Everyone knows about Torricelli's theorem that says about , in a too big container (opened) the speed of the liquid is given by:

v=√(2gh)
This result is just for containers that have a hole in the side and the fluid goes out perpendicular to the gravity. And also this result is just for an specific period of time when the h is almost constant.

But, when I think about a little container (Where the variations of parameters can not be taken as zero) that has its hole in the bottom (Like a bottle of water almost cylindrical) parallel to the gravity, I would like to know how this is not constant and also how this goes out of the bottle. I get so confused with the thing I am supossed to solve (I imagine it is going to be a differential ecuation or something like that).

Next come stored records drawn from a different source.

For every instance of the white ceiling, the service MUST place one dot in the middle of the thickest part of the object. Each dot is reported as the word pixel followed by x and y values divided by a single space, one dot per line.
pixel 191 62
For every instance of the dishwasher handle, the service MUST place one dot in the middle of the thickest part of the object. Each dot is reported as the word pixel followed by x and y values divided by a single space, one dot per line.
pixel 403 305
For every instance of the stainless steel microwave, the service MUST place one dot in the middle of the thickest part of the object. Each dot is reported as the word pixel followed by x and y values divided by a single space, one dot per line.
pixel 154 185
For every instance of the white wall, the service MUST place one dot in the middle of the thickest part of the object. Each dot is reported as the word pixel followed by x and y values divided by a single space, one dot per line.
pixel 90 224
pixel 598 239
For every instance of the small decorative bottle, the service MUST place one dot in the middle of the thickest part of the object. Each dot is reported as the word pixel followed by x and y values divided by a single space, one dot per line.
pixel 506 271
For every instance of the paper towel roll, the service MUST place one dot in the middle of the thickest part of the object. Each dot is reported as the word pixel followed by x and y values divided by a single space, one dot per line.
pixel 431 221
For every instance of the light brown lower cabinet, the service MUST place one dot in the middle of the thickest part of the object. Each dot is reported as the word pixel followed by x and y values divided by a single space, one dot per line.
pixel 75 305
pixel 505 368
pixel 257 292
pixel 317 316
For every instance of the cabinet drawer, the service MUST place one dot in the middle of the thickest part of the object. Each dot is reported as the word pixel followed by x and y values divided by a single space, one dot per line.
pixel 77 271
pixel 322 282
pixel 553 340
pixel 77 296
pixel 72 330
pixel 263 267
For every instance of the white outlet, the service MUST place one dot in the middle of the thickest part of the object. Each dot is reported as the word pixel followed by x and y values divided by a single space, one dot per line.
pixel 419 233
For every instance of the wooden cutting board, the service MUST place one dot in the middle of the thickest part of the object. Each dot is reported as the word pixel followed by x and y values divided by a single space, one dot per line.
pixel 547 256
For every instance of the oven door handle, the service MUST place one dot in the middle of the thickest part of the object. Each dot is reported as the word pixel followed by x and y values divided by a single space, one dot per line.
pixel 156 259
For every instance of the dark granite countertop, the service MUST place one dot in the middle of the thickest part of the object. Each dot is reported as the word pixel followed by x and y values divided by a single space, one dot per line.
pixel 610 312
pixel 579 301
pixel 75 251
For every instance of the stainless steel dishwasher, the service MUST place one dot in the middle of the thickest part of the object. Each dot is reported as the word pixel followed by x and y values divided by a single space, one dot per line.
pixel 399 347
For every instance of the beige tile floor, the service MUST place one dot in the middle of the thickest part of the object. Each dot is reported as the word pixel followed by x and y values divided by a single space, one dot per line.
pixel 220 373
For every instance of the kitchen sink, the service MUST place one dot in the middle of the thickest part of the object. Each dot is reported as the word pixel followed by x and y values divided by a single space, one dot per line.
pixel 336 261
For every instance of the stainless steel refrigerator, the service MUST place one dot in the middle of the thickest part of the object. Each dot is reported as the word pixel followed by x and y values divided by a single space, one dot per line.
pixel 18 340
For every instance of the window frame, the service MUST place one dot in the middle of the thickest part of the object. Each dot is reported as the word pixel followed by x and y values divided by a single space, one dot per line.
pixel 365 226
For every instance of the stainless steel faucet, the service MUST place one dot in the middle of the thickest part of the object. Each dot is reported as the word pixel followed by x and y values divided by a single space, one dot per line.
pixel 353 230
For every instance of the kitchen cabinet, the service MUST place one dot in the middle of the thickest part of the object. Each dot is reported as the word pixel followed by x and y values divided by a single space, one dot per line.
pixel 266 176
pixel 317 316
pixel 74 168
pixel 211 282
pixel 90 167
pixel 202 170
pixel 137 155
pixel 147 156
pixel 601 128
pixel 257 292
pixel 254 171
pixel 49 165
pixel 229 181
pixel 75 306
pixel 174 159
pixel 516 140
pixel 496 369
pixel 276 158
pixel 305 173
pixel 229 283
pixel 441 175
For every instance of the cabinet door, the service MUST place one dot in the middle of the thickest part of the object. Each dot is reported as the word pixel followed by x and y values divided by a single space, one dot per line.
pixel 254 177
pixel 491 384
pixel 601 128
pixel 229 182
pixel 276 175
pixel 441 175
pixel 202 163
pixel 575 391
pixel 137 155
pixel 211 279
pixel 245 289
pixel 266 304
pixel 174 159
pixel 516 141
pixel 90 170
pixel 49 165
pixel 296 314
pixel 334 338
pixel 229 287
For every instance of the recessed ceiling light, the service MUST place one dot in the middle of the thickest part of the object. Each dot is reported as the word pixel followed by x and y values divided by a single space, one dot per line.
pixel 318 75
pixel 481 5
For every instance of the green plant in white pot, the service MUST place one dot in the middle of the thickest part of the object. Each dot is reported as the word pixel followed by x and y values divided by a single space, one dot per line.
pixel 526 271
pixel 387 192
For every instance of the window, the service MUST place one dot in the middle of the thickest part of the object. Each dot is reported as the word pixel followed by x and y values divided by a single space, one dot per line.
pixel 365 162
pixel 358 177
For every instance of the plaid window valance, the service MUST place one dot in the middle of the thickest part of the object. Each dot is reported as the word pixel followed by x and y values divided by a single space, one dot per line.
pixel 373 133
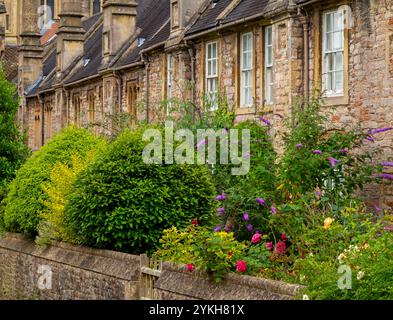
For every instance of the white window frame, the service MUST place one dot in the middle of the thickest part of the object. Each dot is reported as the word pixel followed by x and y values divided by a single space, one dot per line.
pixel 246 71
pixel 169 82
pixel 269 65
pixel 332 74
pixel 212 74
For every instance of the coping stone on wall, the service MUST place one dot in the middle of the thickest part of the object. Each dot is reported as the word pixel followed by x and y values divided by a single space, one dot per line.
pixel 178 283
pixel 114 264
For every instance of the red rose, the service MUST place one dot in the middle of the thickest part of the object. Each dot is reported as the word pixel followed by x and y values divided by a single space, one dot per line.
pixel 256 238
pixel 280 248
pixel 241 266
pixel 190 267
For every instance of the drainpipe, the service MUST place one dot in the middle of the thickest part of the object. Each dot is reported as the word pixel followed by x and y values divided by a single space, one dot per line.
pixel 191 52
pixel 41 101
pixel 145 60
pixel 306 46
pixel 119 81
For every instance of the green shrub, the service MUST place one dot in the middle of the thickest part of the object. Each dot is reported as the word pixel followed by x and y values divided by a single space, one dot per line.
pixel 52 226
pixel 121 203
pixel 13 151
pixel 26 197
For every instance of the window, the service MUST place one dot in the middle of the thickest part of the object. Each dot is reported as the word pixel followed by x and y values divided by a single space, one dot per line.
pixel 246 64
pixel 132 96
pixel 212 73
pixel 7 23
pixel 169 82
pixel 333 53
pixel 92 106
pixel 269 61
pixel 77 110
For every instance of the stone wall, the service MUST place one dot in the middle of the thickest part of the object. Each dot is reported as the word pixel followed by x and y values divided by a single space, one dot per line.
pixel 77 273
pixel 176 283
pixel 92 274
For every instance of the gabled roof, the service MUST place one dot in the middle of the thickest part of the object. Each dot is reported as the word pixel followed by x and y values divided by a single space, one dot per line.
pixel 232 11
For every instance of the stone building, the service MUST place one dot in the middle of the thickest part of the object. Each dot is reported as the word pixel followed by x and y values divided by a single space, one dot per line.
pixel 265 56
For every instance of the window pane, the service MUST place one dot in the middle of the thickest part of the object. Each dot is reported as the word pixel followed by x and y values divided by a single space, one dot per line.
pixel 339 61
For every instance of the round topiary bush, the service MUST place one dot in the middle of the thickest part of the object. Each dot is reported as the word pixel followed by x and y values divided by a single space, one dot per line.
pixel 26 195
pixel 121 203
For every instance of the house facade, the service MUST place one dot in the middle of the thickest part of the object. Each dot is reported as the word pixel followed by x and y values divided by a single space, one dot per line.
pixel 264 56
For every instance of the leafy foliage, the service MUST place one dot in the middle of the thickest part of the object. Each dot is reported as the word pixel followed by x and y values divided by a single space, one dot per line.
pixel 26 197
pixel 52 226
pixel 13 151
pixel 122 203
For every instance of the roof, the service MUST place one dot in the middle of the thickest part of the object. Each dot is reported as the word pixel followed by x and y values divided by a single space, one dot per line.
pixel 232 11
pixel 155 29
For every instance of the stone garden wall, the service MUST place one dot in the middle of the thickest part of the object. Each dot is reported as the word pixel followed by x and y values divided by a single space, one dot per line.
pixel 85 273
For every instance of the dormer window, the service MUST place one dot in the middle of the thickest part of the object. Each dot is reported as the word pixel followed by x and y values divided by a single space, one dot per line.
pixel 175 14
pixel 140 41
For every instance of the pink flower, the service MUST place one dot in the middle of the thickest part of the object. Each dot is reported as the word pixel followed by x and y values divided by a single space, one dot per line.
pixel 280 248
pixel 221 197
pixel 256 238
pixel 190 267
pixel 333 162
pixel 241 266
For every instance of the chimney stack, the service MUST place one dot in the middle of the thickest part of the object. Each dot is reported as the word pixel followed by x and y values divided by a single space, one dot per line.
pixel 3 11
pixel 70 36
pixel 30 49
pixel 119 25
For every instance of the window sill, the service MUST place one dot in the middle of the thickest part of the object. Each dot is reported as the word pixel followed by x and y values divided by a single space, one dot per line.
pixel 336 100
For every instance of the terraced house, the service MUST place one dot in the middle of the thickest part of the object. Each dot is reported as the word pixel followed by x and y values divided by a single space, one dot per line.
pixel 264 55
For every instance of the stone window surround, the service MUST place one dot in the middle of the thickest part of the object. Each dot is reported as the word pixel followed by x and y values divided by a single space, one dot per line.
pixel 317 20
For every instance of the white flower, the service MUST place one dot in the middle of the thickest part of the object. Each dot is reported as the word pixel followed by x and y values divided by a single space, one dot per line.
pixel 360 275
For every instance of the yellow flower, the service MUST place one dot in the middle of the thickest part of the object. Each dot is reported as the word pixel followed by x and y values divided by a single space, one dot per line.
pixel 328 223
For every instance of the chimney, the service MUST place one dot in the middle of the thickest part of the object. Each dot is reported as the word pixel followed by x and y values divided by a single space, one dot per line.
pixel 30 49
pixel 3 11
pixel 70 36
pixel 181 13
pixel 119 25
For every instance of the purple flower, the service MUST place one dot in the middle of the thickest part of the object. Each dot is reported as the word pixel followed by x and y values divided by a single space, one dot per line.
pixel 265 121
pixel 201 143
pixel 333 162
pixel 221 211
pixel 386 176
pixel 387 164
pixel 261 201
pixel 221 197
pixel 375 131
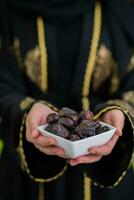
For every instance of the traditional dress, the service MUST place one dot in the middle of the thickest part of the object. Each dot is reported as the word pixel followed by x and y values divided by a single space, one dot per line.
pixel 77 54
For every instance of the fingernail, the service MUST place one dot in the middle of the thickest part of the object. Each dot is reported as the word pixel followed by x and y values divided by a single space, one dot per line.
pixel 35 133
pixel 52 142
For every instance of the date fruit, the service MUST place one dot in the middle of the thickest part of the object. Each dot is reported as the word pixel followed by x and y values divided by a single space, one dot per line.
pixel 74 126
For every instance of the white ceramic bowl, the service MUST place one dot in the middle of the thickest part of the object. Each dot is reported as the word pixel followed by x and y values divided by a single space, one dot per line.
pixel 80 147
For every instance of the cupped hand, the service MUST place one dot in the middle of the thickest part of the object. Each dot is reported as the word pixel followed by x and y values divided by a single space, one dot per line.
pixel 115 118
pixel 37 116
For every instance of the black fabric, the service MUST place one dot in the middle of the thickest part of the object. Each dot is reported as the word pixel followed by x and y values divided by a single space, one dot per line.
pixel 68 41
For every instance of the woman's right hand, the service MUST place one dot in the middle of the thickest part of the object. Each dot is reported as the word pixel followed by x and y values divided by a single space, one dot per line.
pixel 37 116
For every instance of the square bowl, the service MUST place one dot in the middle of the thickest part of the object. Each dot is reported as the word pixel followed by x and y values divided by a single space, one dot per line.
pixel 80 147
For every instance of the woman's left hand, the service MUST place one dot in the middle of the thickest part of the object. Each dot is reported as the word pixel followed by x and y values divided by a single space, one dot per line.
pixel 115 118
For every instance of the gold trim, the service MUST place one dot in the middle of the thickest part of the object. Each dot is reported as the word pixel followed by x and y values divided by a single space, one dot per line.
pixel 43 52
pixel 25 167
pixel 126 112
pixel 32 65
pixel 92 55
pixel 129 96
pixel 87 78
pixel 17 52
pixel 123 104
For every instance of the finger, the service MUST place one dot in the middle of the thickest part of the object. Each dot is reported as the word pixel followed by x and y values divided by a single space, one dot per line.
pixel 85 159
pixel 118 131
pixel 106 148
pixel 52 150
pixel 44 141
pixel 35 134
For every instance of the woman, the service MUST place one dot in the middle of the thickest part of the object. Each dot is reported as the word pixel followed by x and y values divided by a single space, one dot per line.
pixel 65 53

Do you know if someone has already solved it in this forum?

How is the flow in function of h,because if I Integer the flow as function of h for a period of time(Big enough not to consider h as constant),
I will know how much fluid has gone out in that period.
Anyways I can not figure out the solution and don't even know where to read for this topic.

If your could help me or say some books that could help to solve my problem.
Thanks.
JorgeM.

 

[dRic2]

If the height of water in the container can be considered constant you can still use torricelli's formula.

 

[JorgeM]

If the height of water in the container can be considered constant you can still use torricelli's formula.

I was thinking about an small container where the variations are not minimal and makes impossible to take Torricelli's theorem as true.

 

[dRic2]

I would refer everything to the volumetric flow rate instead of the velocity. Assuming the fluid is incompressible then volumetric flow rate has to be constant because of conservation of mass.

Using Bernoulli:

$\frac {v_0^2} 2 + gh_0 = \frac {v_1^2} 2 + gh_1$

$\frac {v_1^2} 2 - \frac {v_0^2} 2 = g(h_0 - h_1)$

Then, remember the formula for the volumetric flow rate $Q= v A$ so $v = Q/A$:

$\frac {Q^2} {2 A_1^2} - \frac {Q^2} {2A_0^2} = g(h_0 - h_1)$

$Q^2 \left( \frac 1 {2 A_1^2} - \frac 1 {2 A_0^2} \right ) = g(h_0 - h_1)$

If you want to know the time needed to empty the bottle, I would suggest a mass balance:

$\frac {dm} {dt} = -\dot m_{out}$

it should give a simple differential equation.

That's my suggestion, hope it may help you.